Greg Kochanski

# Syllabus - Mathematical Models for Speech and Language

Hilary Term 2004. Tuesdays, 12-1, Centre for Language and Philology Common Room.

DT Week 1
• Handout1A: Why probabilities? Why one needs quantitative, probabilistic models of the world. Errors: Experimental and Other.
• Handout1B: The logic and math of Probabilities. This include definitions and basic math on probabilities (e.g. what is the probability that either of two events will happen).
• [Source] DT Week 2
• Handout2A: Case studies of pathological science. Why the unaided human brain is a dangerous tool. [Source]
• Odds Ratio form of Bayes' Theorem. Recursive use of Bayes' Theorem.
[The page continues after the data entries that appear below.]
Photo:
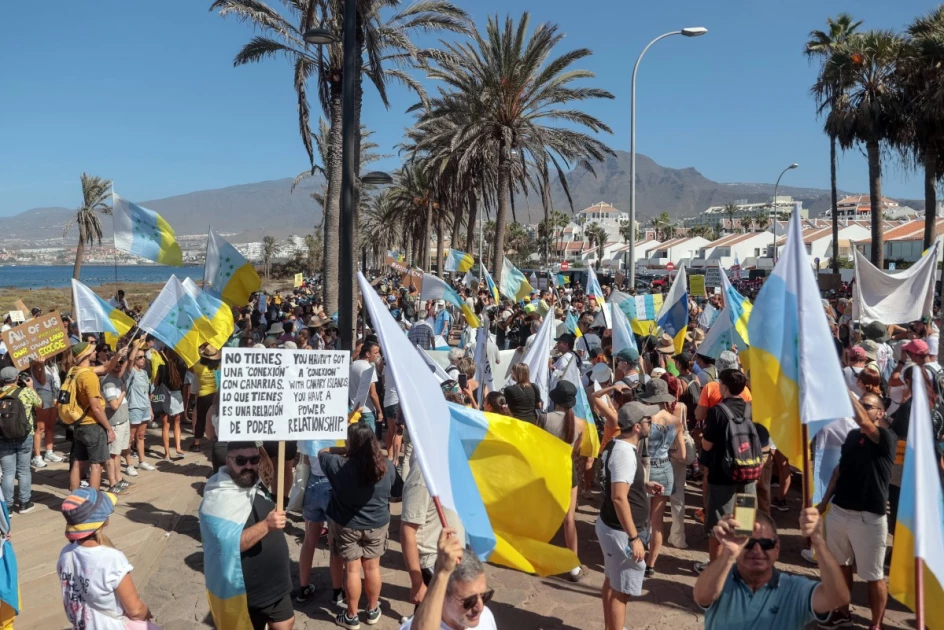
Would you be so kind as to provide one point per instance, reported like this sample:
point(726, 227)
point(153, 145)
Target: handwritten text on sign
point(283, 394)
point(38, 339)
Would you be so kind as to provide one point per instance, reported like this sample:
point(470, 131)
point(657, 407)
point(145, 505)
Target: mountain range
point(246, 212)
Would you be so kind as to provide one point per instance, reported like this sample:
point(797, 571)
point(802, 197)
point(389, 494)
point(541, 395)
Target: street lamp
point(693, 31)
point(774, 206)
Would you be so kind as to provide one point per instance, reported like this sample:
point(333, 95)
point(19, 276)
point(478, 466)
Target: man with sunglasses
point(623, 525)
point(458, 594)
point(742, 590)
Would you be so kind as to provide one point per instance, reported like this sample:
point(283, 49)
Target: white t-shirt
point(89, 577)
point(486, 622)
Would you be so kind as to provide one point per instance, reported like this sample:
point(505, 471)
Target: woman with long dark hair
point(361, 479)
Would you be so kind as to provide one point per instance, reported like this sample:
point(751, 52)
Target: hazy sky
point(145, 93)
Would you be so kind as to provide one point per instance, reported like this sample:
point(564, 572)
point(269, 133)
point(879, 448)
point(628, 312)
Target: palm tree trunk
point(875, 198)
point(835, 202)
point(332, 236)
point(79, 253)
point(470, 229)
point(930, 202)
point(501, 217)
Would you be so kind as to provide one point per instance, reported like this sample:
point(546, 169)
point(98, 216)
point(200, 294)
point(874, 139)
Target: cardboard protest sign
point(36, 340)
point(283, 394)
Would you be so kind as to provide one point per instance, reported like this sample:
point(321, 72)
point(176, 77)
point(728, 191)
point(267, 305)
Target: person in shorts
point(361, 479)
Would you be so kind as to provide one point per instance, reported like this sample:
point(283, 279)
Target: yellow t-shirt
point(206, 379)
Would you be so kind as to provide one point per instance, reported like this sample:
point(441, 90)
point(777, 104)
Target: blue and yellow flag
point(144, 233)
point(229, 275)
point(176, 319)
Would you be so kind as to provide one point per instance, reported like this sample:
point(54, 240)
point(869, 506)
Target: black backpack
point(742, 458)
point(14, 424)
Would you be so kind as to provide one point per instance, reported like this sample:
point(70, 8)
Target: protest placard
point(37, 339)
point(271, 394)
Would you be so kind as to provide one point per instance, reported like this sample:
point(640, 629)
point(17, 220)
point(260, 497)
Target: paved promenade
point(156, 526)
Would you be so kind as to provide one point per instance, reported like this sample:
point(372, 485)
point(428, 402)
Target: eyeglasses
point(241, 460)
point(469, 602)
point(766, 544)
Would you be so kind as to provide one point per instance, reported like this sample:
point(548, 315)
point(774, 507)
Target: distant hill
point(249, 211)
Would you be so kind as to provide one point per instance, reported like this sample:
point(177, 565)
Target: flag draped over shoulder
point(795, 374)
point(673, 317)
point(437, 447)
point(457, 261)
point(144, 233)
point(228, 273)
point(176, 319)
point(93, 314)
point(894, 298)
point(219, 326)
point(920, 529)
point(435, 289)
point(223, 514)
point(513, 282)
point(519, 469)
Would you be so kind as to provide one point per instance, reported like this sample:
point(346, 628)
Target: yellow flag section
point(523, 474)
point(920, 529)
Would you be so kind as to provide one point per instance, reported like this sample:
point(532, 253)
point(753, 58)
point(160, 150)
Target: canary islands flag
point(793, 379)
point(93, 314)
point(457, 261)
point(673, 317)
point(920, 529)
point(219, 325)
point(144, 233)
point(229, 274)
point(176, 319)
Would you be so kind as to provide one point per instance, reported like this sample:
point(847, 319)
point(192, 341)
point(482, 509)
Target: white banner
point(283, 394)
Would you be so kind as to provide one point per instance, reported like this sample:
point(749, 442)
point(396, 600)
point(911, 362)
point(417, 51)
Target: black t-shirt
point(266, 567)
point(865, 470)
point(716, 425)
point(354, 503)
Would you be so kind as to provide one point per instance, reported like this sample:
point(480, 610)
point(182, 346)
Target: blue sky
point(145, 93)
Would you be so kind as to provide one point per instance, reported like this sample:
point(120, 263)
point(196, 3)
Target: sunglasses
point(469, 602)
point(765, 543)
point(241, 460)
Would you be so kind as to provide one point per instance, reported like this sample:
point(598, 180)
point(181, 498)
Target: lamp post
point(694, 31)
point(774, 206)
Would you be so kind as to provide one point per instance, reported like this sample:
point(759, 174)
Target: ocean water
point(41, 276)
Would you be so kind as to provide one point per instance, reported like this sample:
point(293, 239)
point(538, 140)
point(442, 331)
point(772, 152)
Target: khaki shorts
point(122, 438)
point(354, 544)
point(860, 537)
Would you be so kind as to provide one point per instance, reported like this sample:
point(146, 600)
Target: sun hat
point(633, 413)
point(86, 511)
point(656, 391)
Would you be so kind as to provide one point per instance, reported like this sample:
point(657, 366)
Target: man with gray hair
point(458, 595)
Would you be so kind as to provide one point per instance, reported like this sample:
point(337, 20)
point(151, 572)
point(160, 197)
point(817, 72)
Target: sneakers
point(836, 621)
point(373, 616)
point(346, 622)
point(304, 593)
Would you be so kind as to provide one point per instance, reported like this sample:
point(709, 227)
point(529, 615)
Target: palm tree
point(821, 46)
point(269, 246)
point(504, 88)
point(95, 191)
point(868, 108)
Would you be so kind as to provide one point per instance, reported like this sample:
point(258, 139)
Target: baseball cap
point(633, 413)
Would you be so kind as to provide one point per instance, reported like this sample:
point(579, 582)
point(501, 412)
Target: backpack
point(742, 458)
point(14, 423)
point(69, 410)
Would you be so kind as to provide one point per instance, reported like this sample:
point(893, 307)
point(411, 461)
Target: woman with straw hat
point(97, 589)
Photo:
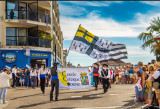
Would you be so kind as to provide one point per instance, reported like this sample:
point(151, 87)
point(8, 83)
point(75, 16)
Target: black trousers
point(96, 80)
point(14, 80)
point(106, 84)
point(42, 83)
point(54, 84)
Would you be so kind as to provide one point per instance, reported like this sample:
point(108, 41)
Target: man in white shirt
point(14, 71)
point(42, 78)
point(4, 83)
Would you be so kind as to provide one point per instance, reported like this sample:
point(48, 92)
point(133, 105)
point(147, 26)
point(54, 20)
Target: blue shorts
point(126, 76)
point(22, 80)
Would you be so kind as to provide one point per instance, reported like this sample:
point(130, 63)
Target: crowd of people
point(145, 77)
point(27, 77)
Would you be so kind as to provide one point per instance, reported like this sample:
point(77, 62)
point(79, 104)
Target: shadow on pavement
point(85, 97)
point(63, 108)
point(81, 91)
point(36, 104)
point(25, 96)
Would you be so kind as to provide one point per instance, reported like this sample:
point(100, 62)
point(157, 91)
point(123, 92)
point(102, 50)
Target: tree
point(151, 37)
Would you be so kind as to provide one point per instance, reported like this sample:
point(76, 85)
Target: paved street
point(119, 96)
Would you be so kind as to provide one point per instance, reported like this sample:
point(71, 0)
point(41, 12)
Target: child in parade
point(111, 75)
point(138, 86)
point(42, 77)
point(105, 77)
point(131, 74)
point(14, 71)
point(127, 79)
point(33, 77)
point(4, 84)
point(96, 75)
point(22, 77)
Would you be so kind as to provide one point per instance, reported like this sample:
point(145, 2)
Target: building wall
point(22, 60)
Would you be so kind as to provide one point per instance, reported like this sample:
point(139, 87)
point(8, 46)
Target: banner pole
point(73, 39)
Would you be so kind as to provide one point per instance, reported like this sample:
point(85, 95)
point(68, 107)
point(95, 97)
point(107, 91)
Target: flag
point(87, 43)
point(118, 51)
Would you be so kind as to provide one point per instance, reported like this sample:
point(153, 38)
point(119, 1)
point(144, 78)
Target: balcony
point(27, 41)
point(28, 15)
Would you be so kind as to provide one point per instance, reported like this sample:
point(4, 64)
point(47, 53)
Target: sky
point(122, 20)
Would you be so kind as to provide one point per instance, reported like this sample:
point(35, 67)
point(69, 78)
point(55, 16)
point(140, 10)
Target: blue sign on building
point(18, 57)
Deciding between a few discrete alternatives. Connection to statistical significance. Preliminary discussion of Bayes classifiers. Applications: Language and Spam Identification. Discussion of using statistics to assign authorship. Handout3A
• Brief overview of Fuzzy Logic.
• [Source]
DT Week 4
Continuous estimation:
• Decision Rules: maximum likelyhood, maximum a-posteriori probability (MAP), minimum risk, expected value. How averages work, including linear regression. Probabilities are abstractions. Using Bayes' Theorem to estimate probabilities from frequencies. Then, you can use those probabilities in Bayes' Theorem to estimate P(Spam) or authorship or style.
• Good-Turing Estimation: how to estimate the probability that the Sun will not rise tomorrow, or other rare events. How do you compute the probability that the word ``immunological'' will appear in the next sentence, given a small corpus of text?
• [Source]
DT Week 5
• Text classifier architecture. Spam/language/authorship reprise, this time with Good-Turing and N-gram models.
• Bootstrap resampling: A easy-to-remember but computer-intensive way to look at complex problems or to handle non-Gaussian data.
• [Source]
DT Week 6
No new material - Review.
DT Week 7
• Confidence intervals and hypothesis testing.
• Monte-Carlo simulations. Q: If you flip a coin, how often do you get three heads in a row? A: Let's do a million flips on the computer and see!
• [Source]
DT Week 8
DT Unfulfilled Ambitions
• Bayesean Belief Networks.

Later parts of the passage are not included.